De antemano sabían mis ayudantes que iba a realizar una cesárea sin estar seguro de encontrar alguna cría, y hacían bromas al respecto si llegaba a equivocarme, con excepción del jefe que siempre me tuvo gran confianza, pero la más segura de mi diagnóstico era mi estimada colega, con quien siempre conté con su apoyo, y el más preocupado era el ingeniero de la recomendación.

Han pasado más de cuarenta años, y sigo conservando los gratos recuerdos de aquellos jóvenes compañeros de entonces, que fueron excelentes y entrañables amigos, y que aún tengo el privilegio de tener su amistad.

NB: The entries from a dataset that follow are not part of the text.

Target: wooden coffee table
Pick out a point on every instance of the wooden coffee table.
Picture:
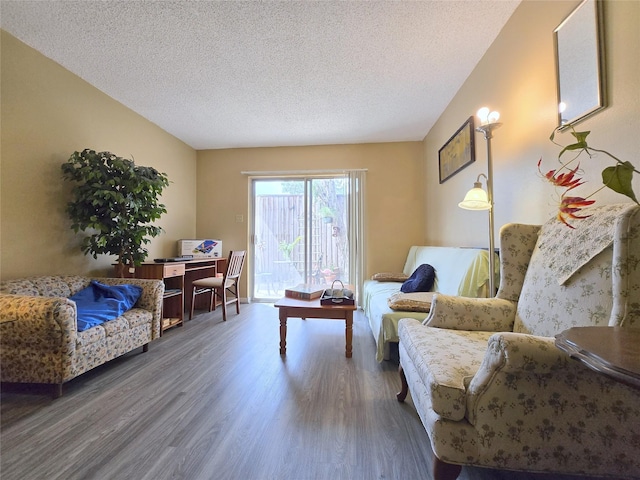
(294, 308)
(613, 351)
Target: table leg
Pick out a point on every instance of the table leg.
(349, 332)
(283, 331)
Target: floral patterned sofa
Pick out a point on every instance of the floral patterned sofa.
(486, 378)
(39, 341)
(459, 271)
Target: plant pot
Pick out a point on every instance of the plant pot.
(124, 271)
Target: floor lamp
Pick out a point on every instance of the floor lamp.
(477, 198)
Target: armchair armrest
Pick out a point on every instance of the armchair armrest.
(479, 314)
(529, 372)
(46, 322)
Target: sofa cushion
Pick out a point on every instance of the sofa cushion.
(99, 303)
(421, 280)
(411, 302)
(390, 277)
(446, 361)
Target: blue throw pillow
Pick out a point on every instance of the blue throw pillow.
(99, 303)
(421, 280)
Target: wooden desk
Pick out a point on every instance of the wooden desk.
(178, 279)
(613, 351)
(291, 307)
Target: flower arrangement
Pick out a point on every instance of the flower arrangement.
(617, 177)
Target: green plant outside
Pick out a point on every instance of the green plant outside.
(114, 203)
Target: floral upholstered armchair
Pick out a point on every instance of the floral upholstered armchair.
(486, 378)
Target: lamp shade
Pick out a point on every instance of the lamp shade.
(476, 199)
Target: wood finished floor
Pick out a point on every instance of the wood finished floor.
(215, 400)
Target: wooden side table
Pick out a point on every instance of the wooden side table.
(613, 351)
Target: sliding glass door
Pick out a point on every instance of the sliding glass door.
(300, 233)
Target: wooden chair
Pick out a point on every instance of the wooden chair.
(222, 286)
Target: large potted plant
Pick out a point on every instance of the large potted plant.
(115, 202)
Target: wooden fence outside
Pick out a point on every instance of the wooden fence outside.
(280, 239)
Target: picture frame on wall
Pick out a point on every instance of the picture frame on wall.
(458, 152)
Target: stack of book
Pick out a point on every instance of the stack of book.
(304, 291)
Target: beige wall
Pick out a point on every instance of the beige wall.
(517, 78)
(394, 192)
(46, 114)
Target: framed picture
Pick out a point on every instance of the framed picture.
(458, 152)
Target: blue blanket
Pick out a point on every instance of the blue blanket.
(99, 303)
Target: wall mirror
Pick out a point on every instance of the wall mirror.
(580, 63)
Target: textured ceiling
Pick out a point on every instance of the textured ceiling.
(227, 74)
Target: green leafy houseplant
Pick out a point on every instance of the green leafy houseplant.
(114, 202)
(617, 177)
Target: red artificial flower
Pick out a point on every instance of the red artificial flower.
(563, 179)
(569, 206)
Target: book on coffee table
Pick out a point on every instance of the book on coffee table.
(304, 291)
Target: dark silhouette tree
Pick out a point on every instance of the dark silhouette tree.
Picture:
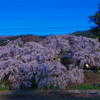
(96, 20)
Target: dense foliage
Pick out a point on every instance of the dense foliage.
(20, 62)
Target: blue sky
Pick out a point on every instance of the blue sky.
(45, 17)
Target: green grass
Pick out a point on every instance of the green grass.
(85, 87)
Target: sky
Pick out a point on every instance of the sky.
(45, 17)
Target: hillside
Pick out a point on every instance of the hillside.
(53, 62)
(84, 33)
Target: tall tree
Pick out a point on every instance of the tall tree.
(96, 19)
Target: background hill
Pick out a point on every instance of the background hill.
(84, 33)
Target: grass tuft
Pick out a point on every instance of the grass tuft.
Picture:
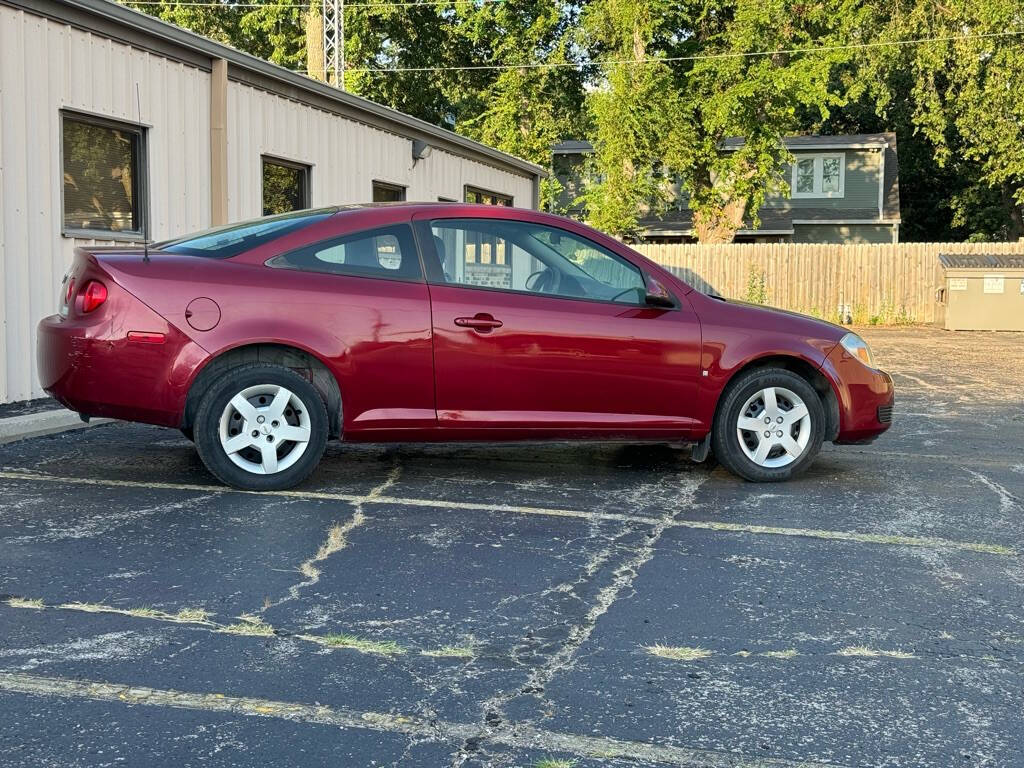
(193, 614)
(678, 653)
(26, 602)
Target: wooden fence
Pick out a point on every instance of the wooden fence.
(870, 284)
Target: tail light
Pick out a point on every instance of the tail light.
(93, 295)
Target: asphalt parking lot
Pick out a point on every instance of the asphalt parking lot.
(506, 605)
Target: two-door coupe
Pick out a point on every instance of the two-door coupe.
(433, 322)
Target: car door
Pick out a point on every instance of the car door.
(366, 290)
(517, 348)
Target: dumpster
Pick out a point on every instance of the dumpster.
(981, 292)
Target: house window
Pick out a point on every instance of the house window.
(475, 195)
(818, 176)
(385, 193)
(286, 186)
(103, 176)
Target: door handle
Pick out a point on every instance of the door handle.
(481, 322)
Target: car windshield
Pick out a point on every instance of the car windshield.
(224, 242)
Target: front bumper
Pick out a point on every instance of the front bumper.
(865, 397)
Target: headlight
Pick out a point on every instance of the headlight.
(858, 348)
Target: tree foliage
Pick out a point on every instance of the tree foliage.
(968, 100)
(658, 85)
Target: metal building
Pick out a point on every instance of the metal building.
(114, 123)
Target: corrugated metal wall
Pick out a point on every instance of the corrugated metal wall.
(346, 157)
(47, 67)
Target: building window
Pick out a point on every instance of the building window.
(286, 186)
(475, 195)
(818, 176)
(385, 193)
(103, 176)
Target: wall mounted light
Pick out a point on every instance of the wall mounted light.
(421, 150)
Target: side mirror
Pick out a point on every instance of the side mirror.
(657, 295)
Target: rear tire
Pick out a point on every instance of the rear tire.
(769, 425)
(261, 427)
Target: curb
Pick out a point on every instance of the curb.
(46, 422)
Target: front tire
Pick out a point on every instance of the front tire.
(261, 427)
(769, 425)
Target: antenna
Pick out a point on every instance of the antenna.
(145, 219)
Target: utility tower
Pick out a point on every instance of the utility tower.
(334, 41)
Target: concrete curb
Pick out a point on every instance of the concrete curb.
(45, 422)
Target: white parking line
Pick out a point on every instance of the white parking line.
(518, 735)
(712, 525)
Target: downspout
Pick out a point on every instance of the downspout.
(218, 142)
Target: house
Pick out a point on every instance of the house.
(116, 126)
(842, 189)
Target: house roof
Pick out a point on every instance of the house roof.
(883, 141)
(148, 33)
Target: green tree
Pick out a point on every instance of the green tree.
(695, 74)
(274, 32)
(968, 100)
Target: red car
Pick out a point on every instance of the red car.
(409, 323)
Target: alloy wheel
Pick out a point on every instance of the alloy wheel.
(264, 429)
(774, 427)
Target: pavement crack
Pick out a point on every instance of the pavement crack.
(514, 735)
(337, 540)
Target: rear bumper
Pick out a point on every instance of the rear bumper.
(92, 368)
(865, 397)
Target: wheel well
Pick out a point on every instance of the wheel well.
(304, 364)
(811, 375)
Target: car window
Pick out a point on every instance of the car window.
(532, 258)
(224, 242)
(379, 253)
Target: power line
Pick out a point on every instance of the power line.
(694, 57)
(229, 4)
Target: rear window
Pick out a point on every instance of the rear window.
(224, 242)
(388, 253)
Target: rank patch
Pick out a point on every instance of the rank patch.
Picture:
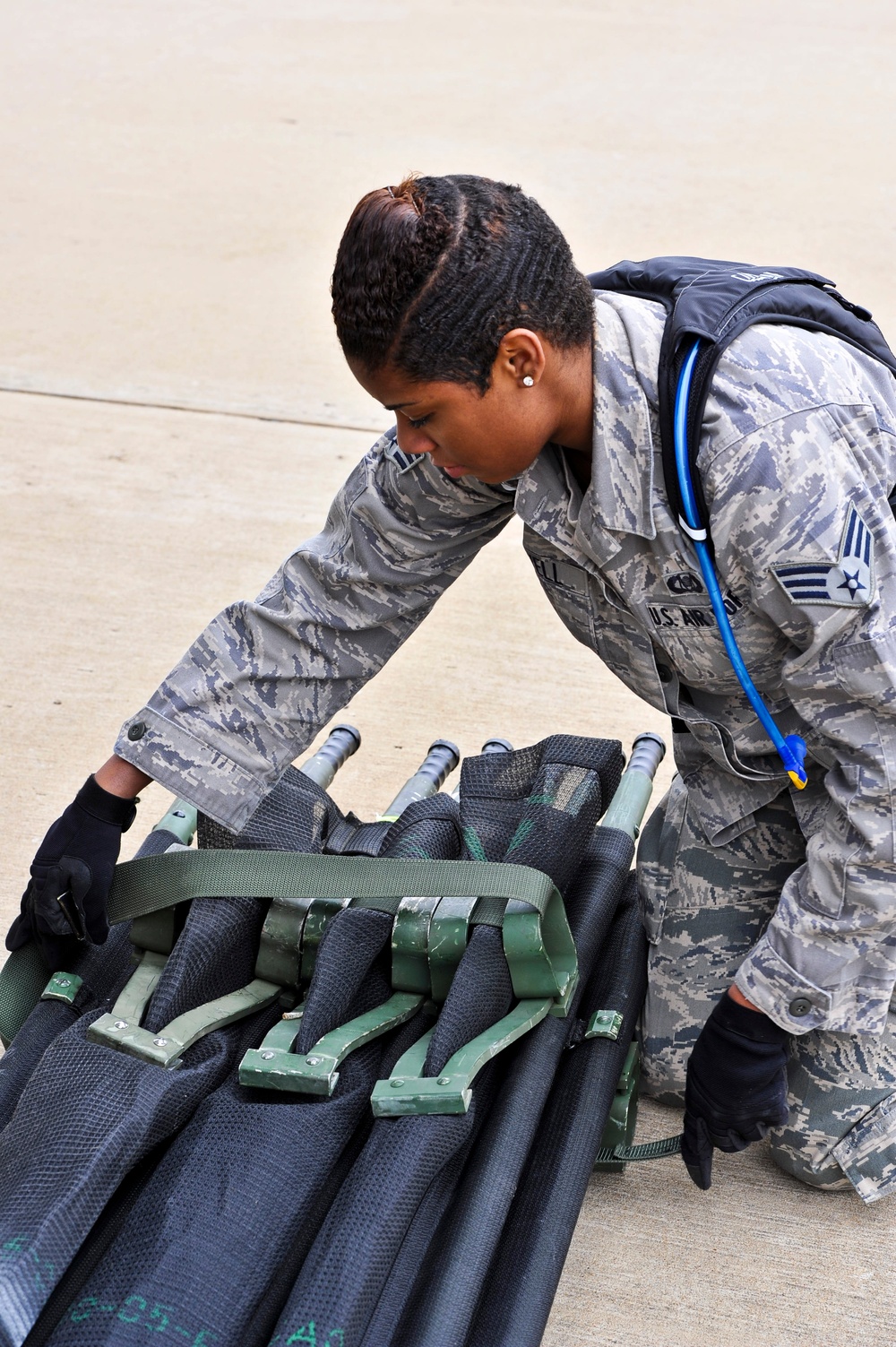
(849, 583)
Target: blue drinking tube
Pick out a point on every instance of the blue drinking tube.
(791, 747)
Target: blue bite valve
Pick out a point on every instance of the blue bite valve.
(792, 756)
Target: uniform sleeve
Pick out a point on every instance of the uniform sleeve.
(254, 687)
(802, 524)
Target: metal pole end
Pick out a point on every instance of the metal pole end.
(352, 730)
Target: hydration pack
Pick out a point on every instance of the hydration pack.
(714, 302)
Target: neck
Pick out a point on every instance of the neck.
(575, 398)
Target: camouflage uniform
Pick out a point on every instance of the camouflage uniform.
(797, 458)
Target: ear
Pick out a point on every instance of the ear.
(521, 356)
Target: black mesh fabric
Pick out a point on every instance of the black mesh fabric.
(88, 1113)
(104, 970)
(523, 1279)
(534, 807)
(238, 1196)
(355, 937)
(444, 1300)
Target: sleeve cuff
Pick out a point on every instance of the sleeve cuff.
(783, 994)
(189, 768)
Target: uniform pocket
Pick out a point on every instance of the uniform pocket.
(866, 669)
(569, 593)
(657, 854)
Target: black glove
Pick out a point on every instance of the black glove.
(736, 1086)
(72, 875)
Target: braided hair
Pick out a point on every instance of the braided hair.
(431, 275)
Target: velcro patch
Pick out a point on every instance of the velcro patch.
(849, 583)
(398, 455)
(561, 574)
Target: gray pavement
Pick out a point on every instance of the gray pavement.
(176, 178)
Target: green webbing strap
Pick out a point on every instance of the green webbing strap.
(154, 883)
(22, 980)
(631, 1154)
(159, 881)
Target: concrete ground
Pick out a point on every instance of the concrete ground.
(174, 417)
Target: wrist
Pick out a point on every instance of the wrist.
(736, 994)
(120, 777)
(746, 1022)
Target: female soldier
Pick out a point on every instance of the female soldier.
(516, 390)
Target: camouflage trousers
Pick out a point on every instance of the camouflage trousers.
(703, 908)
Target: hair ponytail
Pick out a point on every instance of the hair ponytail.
(431, 275)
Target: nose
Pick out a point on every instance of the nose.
(412, 439)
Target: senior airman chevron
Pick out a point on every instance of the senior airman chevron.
(849, 583)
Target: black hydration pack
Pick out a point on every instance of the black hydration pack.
(716, 302)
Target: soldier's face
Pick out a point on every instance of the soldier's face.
(494, 436)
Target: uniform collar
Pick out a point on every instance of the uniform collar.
(627, 342)
(617, 503)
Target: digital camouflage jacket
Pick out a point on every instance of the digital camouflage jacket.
(797, 458)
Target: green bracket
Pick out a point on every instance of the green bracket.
(277, 1066)
(280, 945)
(62, 986)
(604, 1024)
(449, 935)
(409, 945)
(166, 1049)
(540, 953)
(409, 1092)
(623, 1117)
(181, 819)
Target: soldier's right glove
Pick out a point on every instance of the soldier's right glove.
(736, 1084)
(72, 875)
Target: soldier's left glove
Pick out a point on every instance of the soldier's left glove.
(736, 1086)
(72, 875)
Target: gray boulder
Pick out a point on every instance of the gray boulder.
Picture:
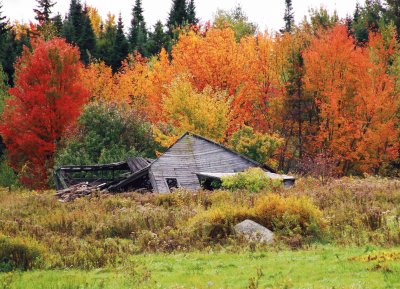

Implementamos una mesa de cirugía sobre los lavaderos, mis ayudantes se ocuparon de subir a la paciente y de la sujeción, mi colega procedió a la aplicación de la anestesia, quedaron sorprendidos de lo rápido de su efecto, en aquel entonces utilizábamos un anestésico que lo aplicábamos a través de la vena de una de las orejas del paciente, tal vez ahora los colegas dedicados a cerdos al leer este procedimiento, no sean tan drásticos en su opinión, ya que en ese entonces era el único recurso que teníamos, y qué lejos estábamos de los aparatos de ultrasonido y de rayos X portátiles. Después de afeitar y desinfectar la zona donde haríamos la incisión, colocamos un campo quirúrgico, y por primera vez vieron nuestros compañeros ingenieros una cirugía aséptica, comparada a las que realizábamos de emergencia en el campo, contaba con el protocolo de una intervención quirúrgica dentro de nuestras posibilidades. Recuerdo que al ponerme los guantes me encomendé al Señor como siempre lo hago y procedía a incidir con el bisturí, al introducir la mano dentro del abdomen para localizar el útero, y al palpar aquella masa dura y perfectamente reconocible, solamente esbocé una sonrisa, al exponer el cuerno uterino y abrirlo para sacar esa pequeña cría muerta que comenzaba el estado de descomposición, solamente veía caras de asombro de mis ayudantes, posteriormente suturamos quedando la incisión perfectamente desinfectada, inyectamos a la paciente e hicimos las recomendaciones al entregarla a su dueño, en excelente estado de salud, y con gran apetito.

Al final todo era sonrisas y felicitaciones, había una persona que se encontraba más feliz que todos, el ingeniero que había hecho la recomendación, fue tanto el éxito de la cirugía, que posteriormente el dueño de la paciente dio la anuencia para la boda, que después de cuatro décadas aún forman una familia feliz, gracias a esa cesárea nupcial.